Narrebloos Prinz Max Mannheim Feudenheim
Die Geschichte der Narrebloos Prinz Max Mannheim Feudenheim

Seit 1953 veranstaltet die katholische Pfarrgemeinde St. Peter und Paul, Mannheim Feudenheim, alljährlich ihre Närrischen Sitzungen. Beginnend mit einer Sitzung im katholischen Gemeindehaus „Prinz Max“ 1953 und anschließend 5 Jahre im Gasthaus „zum goldenen Stern“ (infolge der Belegung des Gemeindehauses mit Flüchtlingen), erweiterte sich das Veranstaltungsangebot im „Prinz Max“ bis zum Jahr 1983 auf bis zu 6 Närrische Sitzungen pro Jahr. Die anfänglichen Sitzungsprogramme waren hauptsächlich das Werk der Herren Hermann Sander, Heinrich Rüschen und Robert Hensle, die unter starkem persönlichem Einsatz die Programmpunkte aus allen Schichten der Pfarrgemeinde zusammentrugen.Einen Elferrat im heutigen Sinne gab es bis 1970 noch nicht.

Außer dem langjährigen Präsidenten Heinrich Rüschen, der zeitweilig in der zweiten Hälfte des Programms durch die Präsidentin Marianne Weber unterstützt wurde, bildete der damalige Elferrat mehr oder weniger die Kulisse zum närrischen Geschehen, zusammengestellt aus bekannten oder aktiven Herren aus dem Pfarrgeschehen. Im Laufe der Jahre stieß zu dem oben genannten Gremium auch Gustav Heller hinzu.
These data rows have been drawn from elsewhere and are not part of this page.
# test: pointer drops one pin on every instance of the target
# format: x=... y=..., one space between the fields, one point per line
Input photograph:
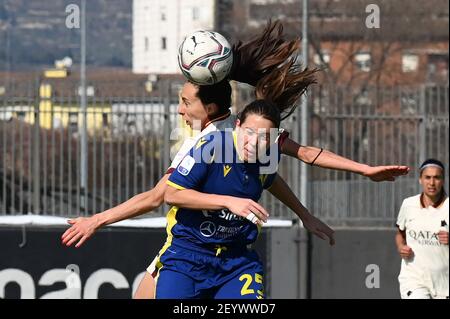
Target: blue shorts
x=193 y=274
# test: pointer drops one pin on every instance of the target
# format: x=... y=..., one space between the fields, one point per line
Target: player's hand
x=385 y=173
x=443 y=237
x=406 y=252
x=245 y=207
x=319 y=228
x=81 y=230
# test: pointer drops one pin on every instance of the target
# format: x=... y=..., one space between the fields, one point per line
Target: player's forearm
x=331 y=160
x=283 y=192
x=324 y=159
x=184 y=198
x=135 y=206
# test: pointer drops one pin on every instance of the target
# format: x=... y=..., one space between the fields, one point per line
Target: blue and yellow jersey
x=213 y=166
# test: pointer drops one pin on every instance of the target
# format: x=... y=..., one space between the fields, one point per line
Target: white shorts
x=418 y=293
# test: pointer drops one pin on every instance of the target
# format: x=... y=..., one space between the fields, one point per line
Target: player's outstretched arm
x=327 y=159
x=82 y=228
x=283 y=192
x=192 y=199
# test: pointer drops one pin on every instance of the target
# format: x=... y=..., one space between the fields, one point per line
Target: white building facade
x=159 y=27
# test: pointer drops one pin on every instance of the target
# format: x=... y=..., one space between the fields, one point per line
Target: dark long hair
x=264 y=108
x=269 y=62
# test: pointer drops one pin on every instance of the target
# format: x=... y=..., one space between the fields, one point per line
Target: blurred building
x=409 y=48
x=160 y=26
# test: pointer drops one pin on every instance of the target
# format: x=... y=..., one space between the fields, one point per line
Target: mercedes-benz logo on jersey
x=208 y=229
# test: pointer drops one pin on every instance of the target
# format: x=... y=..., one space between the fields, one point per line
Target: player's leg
x=146 y=288
x=175 y=285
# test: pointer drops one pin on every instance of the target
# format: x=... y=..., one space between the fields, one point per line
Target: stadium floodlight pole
x=303 y=237
x=83 y=140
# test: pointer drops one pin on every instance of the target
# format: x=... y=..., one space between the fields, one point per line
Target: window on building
x=20 y=115
x=105 y=120
x=146 y=44
x=73 y=121
x=363 y=61
x=195 y=13
x=410 y=62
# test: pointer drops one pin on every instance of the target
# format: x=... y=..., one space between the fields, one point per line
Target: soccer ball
x=205 y=57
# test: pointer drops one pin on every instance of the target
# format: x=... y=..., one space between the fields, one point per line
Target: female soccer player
x=207 y=252
x=209 y=106
x=422 y=237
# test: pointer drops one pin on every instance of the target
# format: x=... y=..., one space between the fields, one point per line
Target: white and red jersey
x=429 y=267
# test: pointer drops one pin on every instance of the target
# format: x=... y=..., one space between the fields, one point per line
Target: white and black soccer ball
x=205 y=57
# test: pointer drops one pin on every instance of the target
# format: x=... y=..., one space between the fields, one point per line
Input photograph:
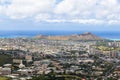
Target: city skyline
x=67 y=15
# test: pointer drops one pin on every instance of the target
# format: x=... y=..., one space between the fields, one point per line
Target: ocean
x=13 y=34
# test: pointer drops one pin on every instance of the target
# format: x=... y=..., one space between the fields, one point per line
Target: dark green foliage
x=5 y=59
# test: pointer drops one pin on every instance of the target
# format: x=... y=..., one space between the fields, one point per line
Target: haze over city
x=80 y=15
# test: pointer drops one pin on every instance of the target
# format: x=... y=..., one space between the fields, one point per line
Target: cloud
x=27 y=8
x=73 y=11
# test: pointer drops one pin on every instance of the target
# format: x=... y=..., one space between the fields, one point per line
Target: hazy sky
x=85 y=15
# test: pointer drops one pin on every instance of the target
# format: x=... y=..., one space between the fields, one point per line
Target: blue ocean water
x=12 y=34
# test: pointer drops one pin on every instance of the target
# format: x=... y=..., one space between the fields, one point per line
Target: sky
x=67 y=15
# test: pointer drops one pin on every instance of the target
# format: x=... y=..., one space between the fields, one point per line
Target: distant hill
x=84 y=36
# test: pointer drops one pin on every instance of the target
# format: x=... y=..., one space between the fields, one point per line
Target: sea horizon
x=112 y=35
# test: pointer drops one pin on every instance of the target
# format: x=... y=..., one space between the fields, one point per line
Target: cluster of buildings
x=33 y=57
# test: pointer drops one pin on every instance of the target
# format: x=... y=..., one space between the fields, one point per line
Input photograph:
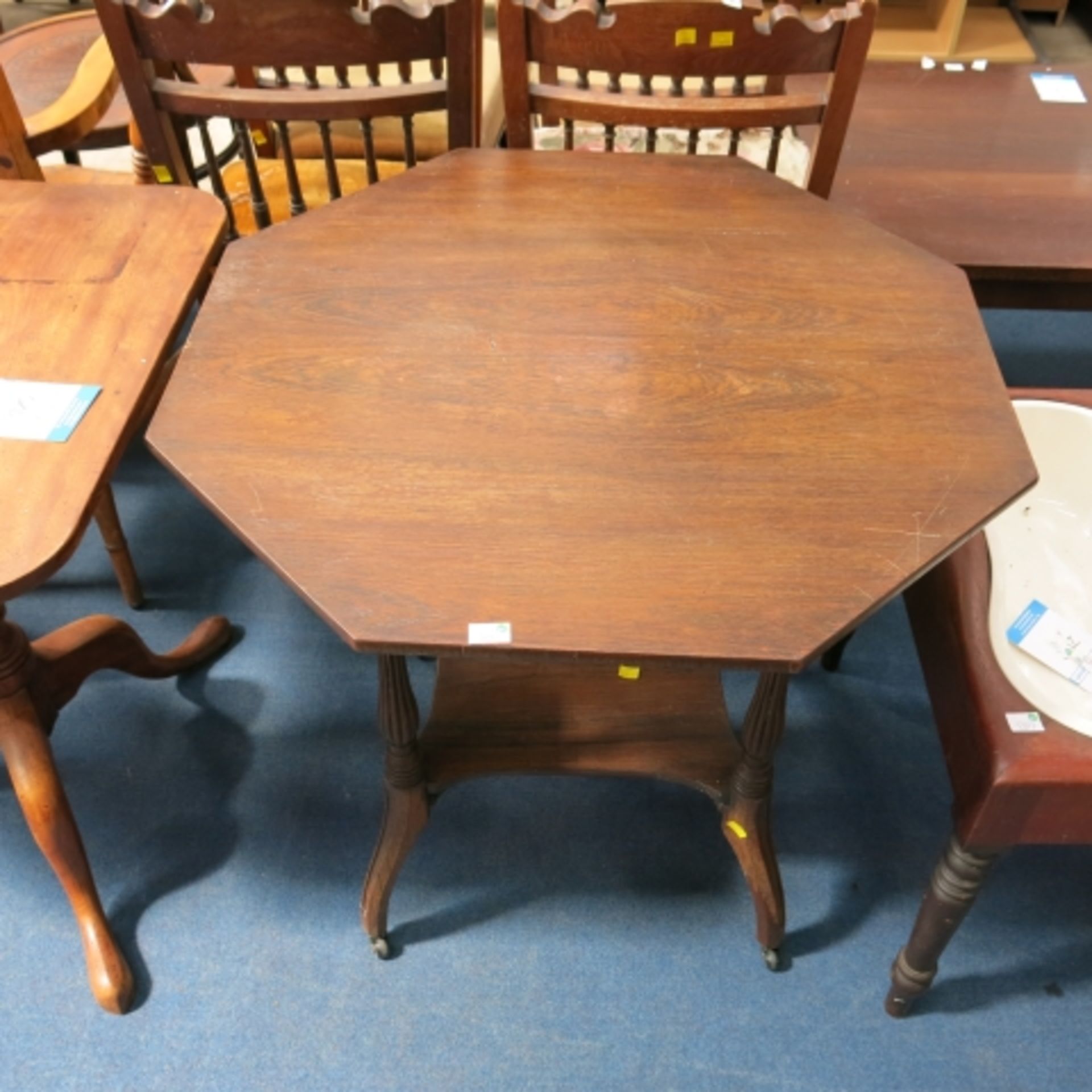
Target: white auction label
x=1025 y=722
x=490 y=632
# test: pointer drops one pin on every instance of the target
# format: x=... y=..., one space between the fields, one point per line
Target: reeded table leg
x=956 y=884
x=747 y=814
x=406 y=810
x=36 y=682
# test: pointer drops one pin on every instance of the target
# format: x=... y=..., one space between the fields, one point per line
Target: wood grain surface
x=40 y=60
x=93 y=284
x=973 y=167
x=646 y=406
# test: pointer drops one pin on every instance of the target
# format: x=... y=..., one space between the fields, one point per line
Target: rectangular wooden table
x=973 y=167
x=94 y=283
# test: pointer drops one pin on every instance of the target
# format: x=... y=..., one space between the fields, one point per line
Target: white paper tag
x=43 y=411
x=1055 y=642
x=490 y=632
x=1025 y=722
x=1056 y=88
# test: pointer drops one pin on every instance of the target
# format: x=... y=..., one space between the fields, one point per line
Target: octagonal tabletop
x=636 y=407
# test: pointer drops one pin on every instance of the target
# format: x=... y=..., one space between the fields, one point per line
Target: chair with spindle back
x=278 y=48
x=22 y=140
x=656 y=65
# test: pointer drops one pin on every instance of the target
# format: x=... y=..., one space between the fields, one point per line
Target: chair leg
x=407 y=803
x=45 y=806
x=142 y=165
x=109 y=526
x=956 y=884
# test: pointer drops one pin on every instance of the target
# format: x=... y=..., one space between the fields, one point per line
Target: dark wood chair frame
x=154 y=46
x=685 y=40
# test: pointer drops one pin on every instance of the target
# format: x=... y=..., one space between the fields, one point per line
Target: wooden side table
x=650 y=416
x=96 y=281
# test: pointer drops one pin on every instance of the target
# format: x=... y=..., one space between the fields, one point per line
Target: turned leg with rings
x=114 y=539
x=38 y=680
x=956 y=884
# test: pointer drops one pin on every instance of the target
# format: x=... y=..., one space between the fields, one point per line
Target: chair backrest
x=63 y=123
x=679 y=51
x=276 y=48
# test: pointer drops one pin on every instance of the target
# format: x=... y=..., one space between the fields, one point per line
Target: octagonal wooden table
x=659 y=415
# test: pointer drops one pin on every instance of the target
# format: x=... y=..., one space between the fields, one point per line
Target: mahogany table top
x=94 y=281
x=636 y=407
x=973 y=167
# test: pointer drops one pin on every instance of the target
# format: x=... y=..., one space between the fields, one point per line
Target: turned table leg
x=36 y=682
x=406 y=810
x=747 y=814
x=114 y=539
x=956 y=884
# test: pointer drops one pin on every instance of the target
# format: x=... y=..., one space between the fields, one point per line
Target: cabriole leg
x=406 y=810
x=45 y=806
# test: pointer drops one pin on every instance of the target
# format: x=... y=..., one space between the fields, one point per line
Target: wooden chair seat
x=313 y=183
x=1010 y=788
x=431 y=130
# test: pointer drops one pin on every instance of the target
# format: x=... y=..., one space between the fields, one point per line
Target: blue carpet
x=555 y=934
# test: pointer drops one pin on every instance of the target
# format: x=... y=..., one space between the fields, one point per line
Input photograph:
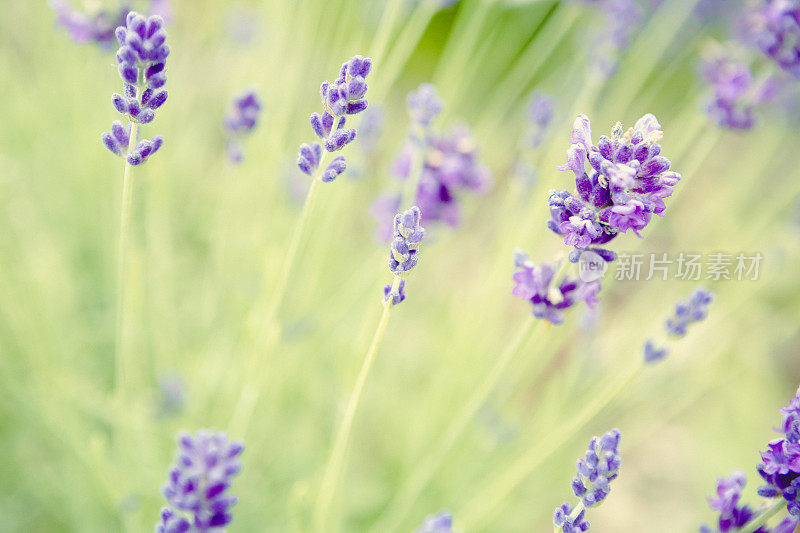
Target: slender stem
x=335 y=464
x=121 y=368
x=426 y=468
x=534 y=457
x=294 y=245
x=764 y=516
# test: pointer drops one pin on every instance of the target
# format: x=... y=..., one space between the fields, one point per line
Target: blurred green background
x=208 y=241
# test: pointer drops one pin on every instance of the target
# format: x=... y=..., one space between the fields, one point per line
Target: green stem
x=495 y=492
x=335 y=464
x=426 y=468
x=122 y=369
x=764 y=516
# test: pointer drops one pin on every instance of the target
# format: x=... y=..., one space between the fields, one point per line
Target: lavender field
x=395 y=266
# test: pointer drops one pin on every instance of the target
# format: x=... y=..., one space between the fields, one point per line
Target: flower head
x=695 y=309
x=141 y=62
x=626 y=183
x=196 y=489
x=405 y=245
x=550 y=298
x=438 y=523
x=240 y=121
x=340 y=98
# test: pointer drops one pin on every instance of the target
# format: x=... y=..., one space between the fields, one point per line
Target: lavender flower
x=438 y=523
x=627 y=182
x=239 y=122
x=550 y=298
x=403 y=253
x=779 y=468
x=592 y=484
x=98 y=25
x=345 y=96
x=695 y=309
x=735 y=94
x=198 y=482
x=773 y=26
x=450 y=167
x=407 y=236
x=141 y=62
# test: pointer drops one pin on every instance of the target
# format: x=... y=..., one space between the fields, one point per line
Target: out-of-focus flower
x=196 y=489
x=98 y=25
x=695 y=309
x=239 y=122
x=141 y=62
x=438 y=523
x=773 y=26
x=627 y=182
x=592 y=484
x=549 y=297
x=735 y=94
x=345 y=96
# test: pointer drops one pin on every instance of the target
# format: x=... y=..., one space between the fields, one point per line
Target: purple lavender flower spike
x=405 y=246
x=438 y=523
x=625 y=184
x=309 y=158
x=592 y=484
x=196 y=489
x=345 y=96
x=334 y=168
x=394 y=296
x=549 y=298
x=239 y=122
x=687 y=312
x=653 y=353
x=773 y=27
x=140 y=59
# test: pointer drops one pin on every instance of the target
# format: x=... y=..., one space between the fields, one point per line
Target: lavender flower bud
x=336 y=167
x=439 y=523
x=198 y=482
x=407 y=236
x=309 y=157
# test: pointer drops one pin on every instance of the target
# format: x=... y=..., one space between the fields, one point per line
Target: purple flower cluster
x=239 y=122
x=403 y=252
x=780 y=466
x=695 y=309
x=568 y=520
x=345 y=96
x=592 y=484
x=550 y=298
x=405 y=245
x=773 y=26
x=735 y=94
x=627 y=182
x=450 y=166
x=198 y=482
x=438 y=523
x=141 y=61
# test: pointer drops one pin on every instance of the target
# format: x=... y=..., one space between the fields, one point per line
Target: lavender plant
x=592 y=484
x=403 y=257
x=780 y=470
x=687 y=312
x=435 y=169
x=197 y=485
x=239 y=122
x=441 y=522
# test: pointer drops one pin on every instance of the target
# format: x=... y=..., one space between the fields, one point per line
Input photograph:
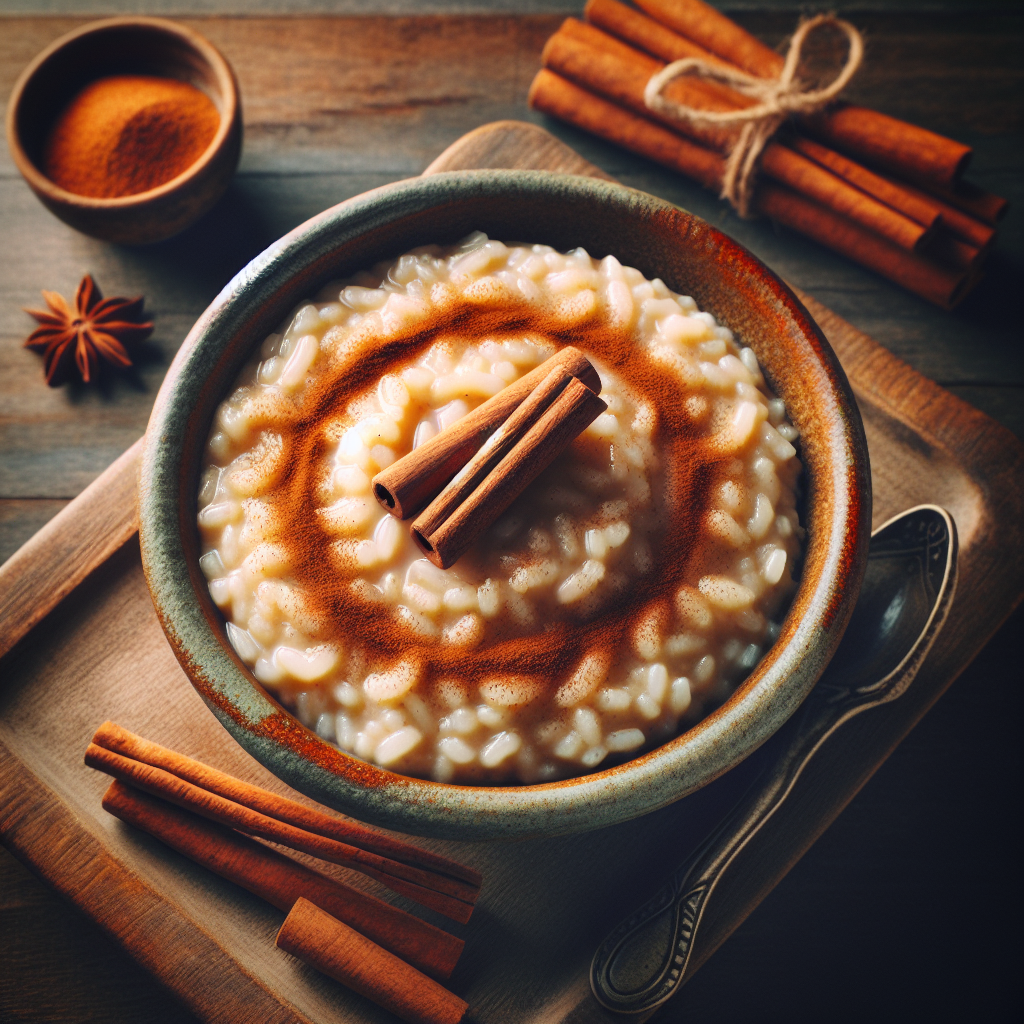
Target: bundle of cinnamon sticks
x=882 y=192
x=381 y=951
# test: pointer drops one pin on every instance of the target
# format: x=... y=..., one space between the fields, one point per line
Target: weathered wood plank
x=109 y=985
x=338 y=105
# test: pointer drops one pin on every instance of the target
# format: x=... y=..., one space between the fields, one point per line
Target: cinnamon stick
x=444 y=538
x=955 y=253
x=956 y=221
x=449 y=896
x=591 y=58
x=919 y=208
x=115 y=737
x=410 y=483
x=968 y=197
x=555 y=95
x=564 y=99
x=892 y=143
x=494 y=450
x=944 y=287
x=337 y=950
x=275 y=878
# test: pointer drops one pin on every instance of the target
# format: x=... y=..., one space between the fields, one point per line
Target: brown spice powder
x=127 y=134
x=685 y=448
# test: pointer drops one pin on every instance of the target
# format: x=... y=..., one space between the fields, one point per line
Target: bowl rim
x=297 y=756
x=215 y=60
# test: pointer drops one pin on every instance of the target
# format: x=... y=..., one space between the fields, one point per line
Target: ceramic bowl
x=562 y=211
x=127 y=46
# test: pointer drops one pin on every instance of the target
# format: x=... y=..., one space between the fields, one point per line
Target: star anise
x=95 y=329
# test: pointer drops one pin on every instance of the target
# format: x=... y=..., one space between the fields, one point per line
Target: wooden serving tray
x=81 y=643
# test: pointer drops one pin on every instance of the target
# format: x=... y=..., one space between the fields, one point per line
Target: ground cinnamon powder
x=690 y=466
x=127 y=134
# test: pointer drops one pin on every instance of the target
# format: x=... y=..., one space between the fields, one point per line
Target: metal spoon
x=904 y=600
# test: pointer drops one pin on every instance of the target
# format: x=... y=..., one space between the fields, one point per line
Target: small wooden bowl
x=127 y=46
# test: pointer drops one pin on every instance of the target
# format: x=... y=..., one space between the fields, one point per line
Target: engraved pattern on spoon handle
x=830 y=704
x=690 y=886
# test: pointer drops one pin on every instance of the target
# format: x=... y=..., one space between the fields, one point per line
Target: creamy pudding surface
x=623 y=596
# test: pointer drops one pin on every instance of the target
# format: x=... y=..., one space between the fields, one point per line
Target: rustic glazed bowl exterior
x=562 y=211
x=127 y=46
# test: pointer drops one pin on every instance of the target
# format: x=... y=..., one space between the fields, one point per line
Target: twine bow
x=778 y=99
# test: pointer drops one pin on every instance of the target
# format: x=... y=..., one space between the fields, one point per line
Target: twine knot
x=778 y=99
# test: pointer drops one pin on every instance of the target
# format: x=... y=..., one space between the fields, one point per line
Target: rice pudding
x=621 y=598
Obwohl man immer wieder meinte, diese Veranstaltungen einer bestimmten Gruppierung der Pfarrei zuschreiben zu müssen, blieb man dem Grundsatz treu, alles unter dem gemeinsamen Namen der Pfarrei St. Peter und Paul laufen zu lassen, zumal jede Gruppierung der Gemeinde in den Programmen vertreten war.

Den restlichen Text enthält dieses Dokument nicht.